FLEXIBLE RESULTS FOR QUADRATIC FORMS WITH APPLICATIONS TO VARIANCE COMPONENTS ESTIMATION
成果类型:
Article
署名作者:
Dicker, Lee H.; Erdogdu, Murat A.
署名单位:
Rutgers University System; Rutgers University New Brunswick; Stanford University
刊物名称:
ANNALS OF STATISTICS
ISSN/ISSBN:
0090-5364
DOI:
10.1214/16-AOS1456
发表日期:
2017
页码:
386-414
关键词:
asymptotic-distribution
heritability
摘要:
We derive convenient uniform concentration bounds and finite sample multivariate normal approximation results for quadratic forms, then describe some applications involving variance components estimation in linear random-effects models.
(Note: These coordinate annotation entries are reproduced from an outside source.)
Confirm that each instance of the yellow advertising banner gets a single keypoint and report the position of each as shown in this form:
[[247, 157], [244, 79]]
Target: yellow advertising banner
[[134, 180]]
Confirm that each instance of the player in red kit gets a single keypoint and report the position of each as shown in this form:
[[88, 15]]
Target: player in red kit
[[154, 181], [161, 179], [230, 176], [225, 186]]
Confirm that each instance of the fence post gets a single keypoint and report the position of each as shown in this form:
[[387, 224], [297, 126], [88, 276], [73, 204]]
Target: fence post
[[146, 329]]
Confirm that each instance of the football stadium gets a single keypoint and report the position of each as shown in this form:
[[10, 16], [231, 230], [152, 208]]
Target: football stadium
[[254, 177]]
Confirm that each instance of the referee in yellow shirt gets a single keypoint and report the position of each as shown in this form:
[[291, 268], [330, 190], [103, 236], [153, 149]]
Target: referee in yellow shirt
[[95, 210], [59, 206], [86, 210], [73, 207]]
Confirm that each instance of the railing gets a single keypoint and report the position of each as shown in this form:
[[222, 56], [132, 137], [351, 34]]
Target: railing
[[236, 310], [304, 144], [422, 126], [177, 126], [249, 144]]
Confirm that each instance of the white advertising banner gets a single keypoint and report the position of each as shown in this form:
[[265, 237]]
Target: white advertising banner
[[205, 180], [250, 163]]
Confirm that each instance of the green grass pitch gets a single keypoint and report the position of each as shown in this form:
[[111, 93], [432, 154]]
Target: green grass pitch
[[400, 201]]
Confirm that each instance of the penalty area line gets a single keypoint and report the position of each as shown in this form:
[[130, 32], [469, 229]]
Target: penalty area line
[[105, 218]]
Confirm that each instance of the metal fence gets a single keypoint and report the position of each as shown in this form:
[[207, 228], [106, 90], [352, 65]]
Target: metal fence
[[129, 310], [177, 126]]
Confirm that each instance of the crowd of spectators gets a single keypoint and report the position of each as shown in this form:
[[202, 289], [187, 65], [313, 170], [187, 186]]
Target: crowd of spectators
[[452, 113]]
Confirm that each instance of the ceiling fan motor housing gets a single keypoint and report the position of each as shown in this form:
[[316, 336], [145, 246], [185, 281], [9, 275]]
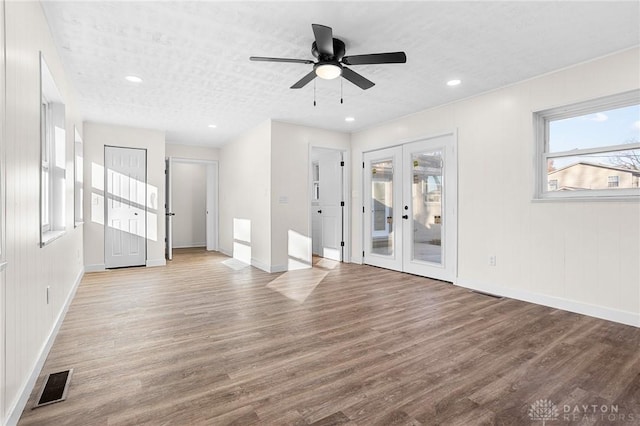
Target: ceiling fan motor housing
[[338, 51]]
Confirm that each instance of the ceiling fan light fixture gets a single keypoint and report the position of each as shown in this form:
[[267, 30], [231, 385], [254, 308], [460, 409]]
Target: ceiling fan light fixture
[[328, 71]]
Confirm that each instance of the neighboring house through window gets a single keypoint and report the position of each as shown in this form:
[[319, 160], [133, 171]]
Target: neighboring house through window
[[590, 149]]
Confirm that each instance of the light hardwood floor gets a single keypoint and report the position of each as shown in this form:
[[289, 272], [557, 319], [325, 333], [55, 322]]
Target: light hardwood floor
[[197, 342]]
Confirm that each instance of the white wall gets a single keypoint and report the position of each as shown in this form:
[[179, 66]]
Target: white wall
[[290, 185], [245, 188], [188, 188], [576, 255], [96, 136], [31, 323], [191, 152]]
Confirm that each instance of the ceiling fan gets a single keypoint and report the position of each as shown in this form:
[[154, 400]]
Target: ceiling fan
[[331, 60]]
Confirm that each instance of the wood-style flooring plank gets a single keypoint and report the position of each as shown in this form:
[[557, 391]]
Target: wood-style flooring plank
[[199, 343]]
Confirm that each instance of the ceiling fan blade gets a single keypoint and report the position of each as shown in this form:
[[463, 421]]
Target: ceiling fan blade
[[265, 59], [304, 80], [357, 79], [324, 39], [376, 58]]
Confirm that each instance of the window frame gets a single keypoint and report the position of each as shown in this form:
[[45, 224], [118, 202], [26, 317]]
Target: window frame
[[541, 120], [53, 158]]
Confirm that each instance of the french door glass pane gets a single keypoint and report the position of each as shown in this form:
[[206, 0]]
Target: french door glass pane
[[382, 207], [426, 194]]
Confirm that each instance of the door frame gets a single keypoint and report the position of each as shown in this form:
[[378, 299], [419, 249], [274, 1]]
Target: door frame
[[346, 191], [211, 203], [453, 221], [106, 203]]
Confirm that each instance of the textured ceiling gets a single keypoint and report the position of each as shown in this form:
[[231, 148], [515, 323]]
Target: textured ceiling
[[194, 57]]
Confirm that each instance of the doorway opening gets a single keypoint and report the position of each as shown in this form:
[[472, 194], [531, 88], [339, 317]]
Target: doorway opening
[[328, 207], [191, 204]]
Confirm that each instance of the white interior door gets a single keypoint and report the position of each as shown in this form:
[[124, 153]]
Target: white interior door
[[327, 209], [382, 212], [168, 210], [126, 195], [410, 209]]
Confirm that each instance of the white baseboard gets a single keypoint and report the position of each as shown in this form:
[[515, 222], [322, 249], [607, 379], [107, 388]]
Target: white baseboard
[[260, 265], [615, 315], [14, 413], [94, 268], [156, 262], [279, 268]]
Random-effects models and variance components estimation are classical topics in statistics, with a corresponding well-established asymptotic theory. However, our finite sample results for quadratic forms provide additional flexibility for easily analyzing random effects models in nonstandard settings, which are becoming more important in modern applications (e.g., genomics). For instance, in addition to deriving novel non-asymptotic bounds for variance components estimators in classical linear random-effects models, we provide a concentration bound for variance components estimators in linear models with correlated random-effects and discuss an application involving sparse random-effects models. Our general concentration bound is a uniform version of the Hanson-Wright inequality. The main normal approximation result in the paper is derived using Reinert and Rollin [Ann. Probab. (2009) 37 2150-2173] embedding technique for Stein's method of exchangeable pairs.